A very large population exists in the United States with at least one edentulous dental arch. More than 36 million Americans are completely edentulous.1 In addition to that, a significant segment of the population has failing complete dentitions. These patients, when seeking care, are most commonly found in the general dentist’s office. The fixed, implant-supported, full-arch restoration has been found to provide a measurable improvement in quality of life for the edentulous patient2 as well as having long-term survival rates.3,4 As dental professionals and dental care providers to the general public, it is our responsibility to provide appropriate care to this patient population. However, the restorative procedures required to complete a full-arch, implant-supported restoration can be complex, require expertise in the procedure, and have workflows with 5 or more appointments. Any of these conditions may be an obstacle to an implant-supported, full-arch restoration being recommended or performed.5

The digital age in dentistry has introduced technology that offers the possibility of simplified and shortened workflows for the full-arch, implant-supported restoration.6,7 There have been limitations to the possibility of a complete digital workflow for full-arch, implant-supported restorations due to the design of scan bodies, utilization of correct scan paths, and machining tolerances, resulting in inaccurate positioning of implants or abutments in virtual models.8-13

A technology called Nexus iOS was introduced to the North American dental community in April of 2022 by the Keystone Dental Group. The solution was developed and is currently supported by the Osteon Medical Corporation, a subsidiary company of the Keystone Dental Group. It offers a simple, predictable solution for the full-arch implant patient. Created to simplify the restorative, full-arch, implant-supported restoration procedure, it eliminates complex technical steps and the need for expensive equipment, and reduces the number of appointments required to complete an implant-supported, full-arch, fixed restoration—all while increasing the level of accuracy and predictability of the restoration.14-16 The Nexus workflow completes the restorative procedure for a full-arch, implant-supported restoration in as little as 2 to 3 appointments and is an open solution available for most implant systems.17,18

The solution was carefully developed, examining the technology of existing intraoral scanners; the way the current algorithms capture scan body data; the way the current CAD software analyzes and uses that data; the mechanical and aesthetic requirements of a full-arch, implant-supported restoration; the mechanical properties of the materials used in these restorations; and clinical and laboratory workflows currently used to complete this type of restoration. Analyzing all this data, a full-arch, implant-supported solution was developed and tested and has already been used to restore more than 60,000 implants. The solution includes intraoral scanning, the rethinking and redesigning of scan bodies, and control of the scan path. Artificial intelligence algorithms are infused throughout many of the processes. It includes applications that validate impression accuracy in real time, before the patient leaves the operatory, and the digital transfer of all data. There are also laboratory artificial intelligence algorithms that validate and improve the accuracy of collected scan data, artificial intelligence-empowered design of the supporting structure of the restoration, and ultra-precision machining and validated complex protocols that ensure delivery of predictable, precise restorations.  

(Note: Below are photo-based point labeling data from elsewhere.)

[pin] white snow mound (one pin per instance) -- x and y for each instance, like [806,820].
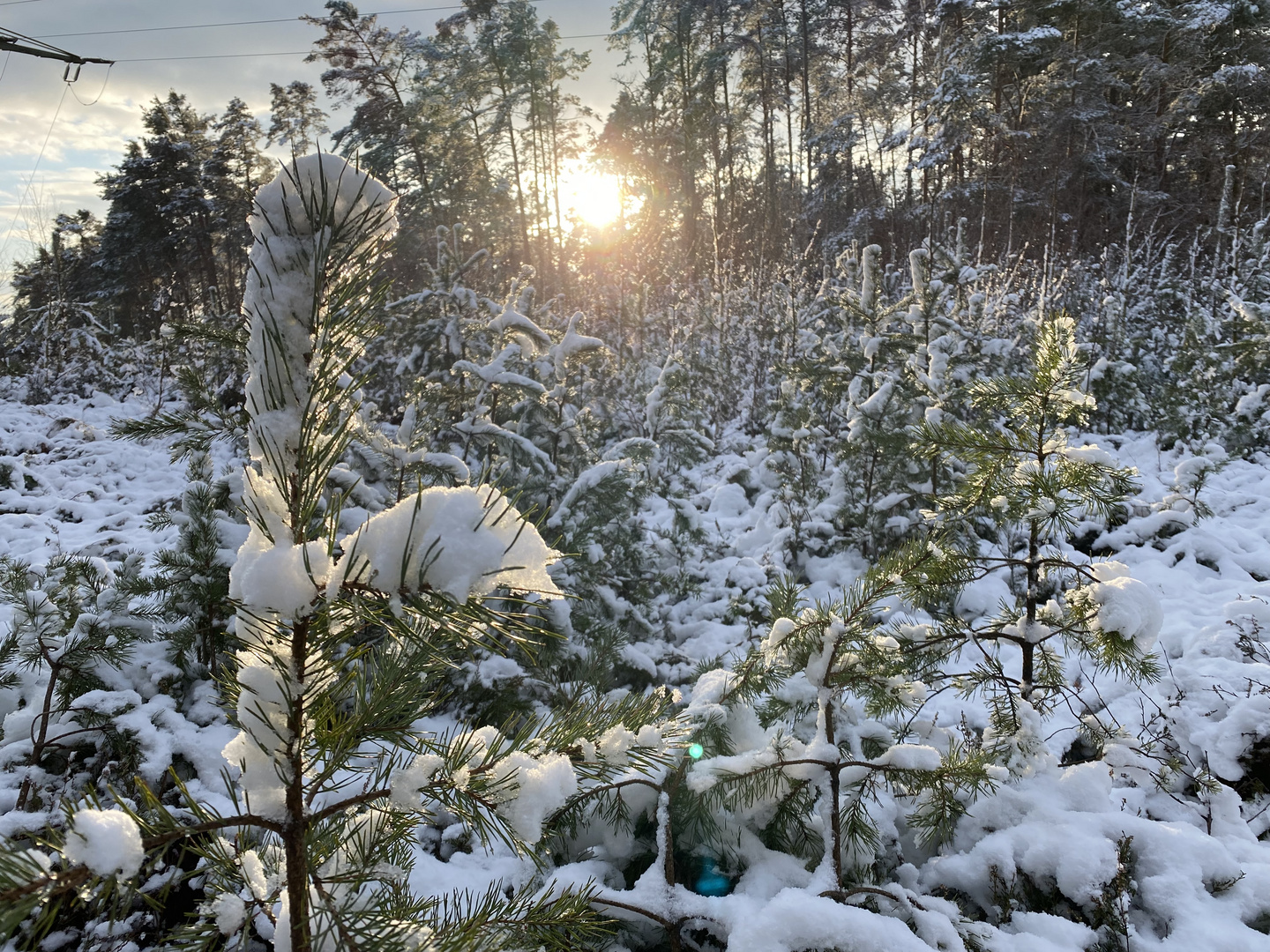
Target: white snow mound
[459,541]
[1127,607]
[107,842]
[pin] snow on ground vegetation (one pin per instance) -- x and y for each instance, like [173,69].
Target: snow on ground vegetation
[1163,837]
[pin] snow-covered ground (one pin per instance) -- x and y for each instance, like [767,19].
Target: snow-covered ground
[1194,851]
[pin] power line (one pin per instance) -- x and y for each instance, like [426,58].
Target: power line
[9,42]
[215,56]
[32,179]
[292,52]
[242,23]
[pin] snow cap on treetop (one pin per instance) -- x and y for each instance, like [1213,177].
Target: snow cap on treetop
[323,190]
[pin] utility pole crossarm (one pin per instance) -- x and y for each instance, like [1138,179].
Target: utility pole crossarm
[18,43]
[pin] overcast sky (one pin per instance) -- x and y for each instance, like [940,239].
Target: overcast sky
[86,140]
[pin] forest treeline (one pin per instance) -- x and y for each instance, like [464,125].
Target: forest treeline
[751,136]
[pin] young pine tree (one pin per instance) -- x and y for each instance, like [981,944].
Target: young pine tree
[1024,495]
[348,631]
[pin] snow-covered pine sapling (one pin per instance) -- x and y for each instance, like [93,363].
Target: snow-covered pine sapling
[192,579]
[1024,495]
[74,621]
[348,632]
[814,740]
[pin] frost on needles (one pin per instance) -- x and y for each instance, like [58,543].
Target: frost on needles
[348,628]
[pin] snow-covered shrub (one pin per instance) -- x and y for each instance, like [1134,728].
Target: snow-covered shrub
[1024,494]
[816,743]
[192,579]
[348,628]
[74,626]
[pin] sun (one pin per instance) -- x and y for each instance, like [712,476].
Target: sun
[594,197]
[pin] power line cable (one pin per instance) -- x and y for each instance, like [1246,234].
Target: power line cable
[101,92]
[292,52]
[31,182]
[247,23]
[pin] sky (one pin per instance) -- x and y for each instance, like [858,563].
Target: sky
[100,113]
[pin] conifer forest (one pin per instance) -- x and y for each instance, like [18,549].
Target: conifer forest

The restoration design is based on a precision-milled titanium framework that sits accurately on multi-unit abutments. There are no Ti-bases, so there are no issues of Ti-base delamination. A monolithic zirconia overlay with or without layered porcelain or an acrylic wraparound completes the prosthesis design. The Nexus prosthesis may be designed as an FP-3 restoration (pink apron) (Figure 1) or an FP-1 design restoration (crown and bridge design) (Figure 2). Only 6 to 8 mm of restorative space is required for the Nexus prosthesis,19 which minimizes the requirement of bone reduction that is frequently needed for restorations requiring 12 to 15 mm of restorative space.20,21 

Figure 1. The Nexus FP-3 restoration includes a gold-anodized, milled titanium bar supporting a monolithic zirconia over- lay with a pink apron. Porcelain highlights may be added to the zirconia overlay.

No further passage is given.